Polemik Jiwasraya, Ketua DPR RI Sebut Panja Eliminasi Potensi Politisasi

Foto: Ketua DPR RI Puan Maharani (Image/Liputan6.com)
PONTIANAK SATU - Diliput dari kalbarsatu.id, Kamis (30/01/20) Ketua DPR RI Puan Maharani menegaskan, pembentukan panitia kerja Jiwasraya tidak bertujuan politis. Justru, kata dia, pembentukan panja untuk mengeliminasi politisasi terhadap kasus Jiwasraya.

"Pembentukan panja kasus Jiwasraya tidak bertujuan untuk mempolitisasi kasus ini. Justru pembentukan panja untuk mengeliminasi upaya-upaya politisasi terhadap kasus Jiwasraya," kata Puan dalam keterangannya, Jakarta, Rabu (29/1/2020).

Dia mengatakan, pembentukan panitia kerja untuk mengawasi penyelesaian kasus Jiwasraya. Sekaligus untuk mencari solusi bagi nasabah dan lembaga asuransi.

DPR telah membentuk tiga panja di tiga komisi. Panja Komisi I yang akan memastikan penegakan hukum dan pengembalian aset Jiwasraya serta pengembalian uang nasabah.

Panja Komisi VI akan fokus terhadap penyehatan korporasi dan mendorong holdingisasi untuk menyelamatkan Jiwasraya. Sementara, panja Komisi XI akan melakukan evaluasi pengawasan Otoritas Jasa Keuangan (OJK), penyehatan industri asuransi dan mendorong jaminan polis asuransi seperti Lembaga Penjamin Simpanan (LPS) pada perbankan.
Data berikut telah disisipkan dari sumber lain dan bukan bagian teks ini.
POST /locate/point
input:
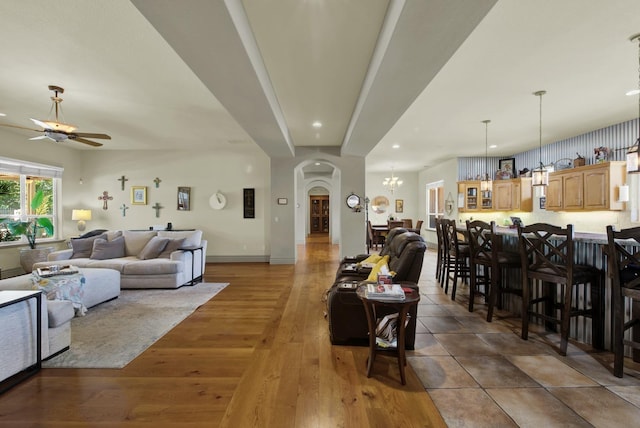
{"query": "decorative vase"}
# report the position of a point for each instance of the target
(30, 256)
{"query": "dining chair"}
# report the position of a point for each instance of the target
(547, 256)
(487, 253)
(623, 253)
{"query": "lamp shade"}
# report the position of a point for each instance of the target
(81, 215)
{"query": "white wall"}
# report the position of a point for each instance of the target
(448, 172)
(408, 192)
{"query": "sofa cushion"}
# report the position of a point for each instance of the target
(153, 267)
(82, 247)
(191, 238)
(103, 249)
(153, 248)
(172, 245)
(134, 241)
(380, 267)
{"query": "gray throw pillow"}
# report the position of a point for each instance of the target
(172, 245)
(153, 248)
(103, 249)
(82, 247)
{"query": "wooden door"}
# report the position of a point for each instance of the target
(319, 214)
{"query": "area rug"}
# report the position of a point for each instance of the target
(112, 334)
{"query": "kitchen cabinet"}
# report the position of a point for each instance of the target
(513, 195)
(471, 199)
(587, 188)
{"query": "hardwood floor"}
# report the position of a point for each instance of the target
(257, 355)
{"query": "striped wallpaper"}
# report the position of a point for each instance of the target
(616, 137)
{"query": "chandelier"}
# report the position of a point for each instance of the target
(485, 184)
(540, 175)
(632, 153)
(392, 183)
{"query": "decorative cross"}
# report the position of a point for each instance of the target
(157, 207)
(105, 198)
(122, 180)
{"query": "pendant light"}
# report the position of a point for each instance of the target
(486, 184)
(632, 154)
(540, 175)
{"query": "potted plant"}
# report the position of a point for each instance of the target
(30, 229)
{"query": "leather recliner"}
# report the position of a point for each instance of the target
(347, 319)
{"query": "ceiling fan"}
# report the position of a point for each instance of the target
(59, 131)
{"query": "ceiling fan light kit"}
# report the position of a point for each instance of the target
(58, 131)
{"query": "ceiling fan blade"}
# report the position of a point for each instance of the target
(89, 142)
(20, 127)
(40, 123)
(90, 135)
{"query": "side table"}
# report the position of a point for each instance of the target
(402, 307)
(193, 250)
(12, 297)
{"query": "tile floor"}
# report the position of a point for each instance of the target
(482, 374)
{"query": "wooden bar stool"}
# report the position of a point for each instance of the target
(624, 266)
(547, 255)
(456, 257)
(486, 251)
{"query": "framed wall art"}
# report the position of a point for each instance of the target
(184, 198)
(138, 195)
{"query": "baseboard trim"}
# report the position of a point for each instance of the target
(237, 259)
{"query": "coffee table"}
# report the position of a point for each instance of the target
(402, 307)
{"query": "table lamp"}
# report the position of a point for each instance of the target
(81, 216)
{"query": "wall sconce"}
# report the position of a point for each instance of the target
(623, 193)
(81, 216)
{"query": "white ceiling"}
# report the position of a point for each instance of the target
(197, 74)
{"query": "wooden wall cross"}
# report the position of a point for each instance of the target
(105, 198)
(157, 207)
(122, 180)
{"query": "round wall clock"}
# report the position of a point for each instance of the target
(217, 201)
(353, 200)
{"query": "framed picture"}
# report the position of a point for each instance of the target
(139, 195)
(249, 202)
(508, 167)
(184, 198)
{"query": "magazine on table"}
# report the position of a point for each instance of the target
(389, 292)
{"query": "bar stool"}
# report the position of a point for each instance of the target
(624, 268)
(546, 252)
(456, 253)
(486, 252)
(441, 254)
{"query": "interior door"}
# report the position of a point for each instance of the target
(319, 214)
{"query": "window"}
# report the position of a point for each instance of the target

Puan mengatakan, saat ini bola penanganan kasus Jiwasraya berada di tiga komisi tersebut. Sehingga, menurut Ketua DPP PDIP itu tidak perlu lagi ada panitia khusus alias pansus.

"Jadi sekarang bolanya ada di Panja di ketiga komisi tadi. Mereka akan bekerja maksimal, jadi tidak perlu Pansus," pungkasnya.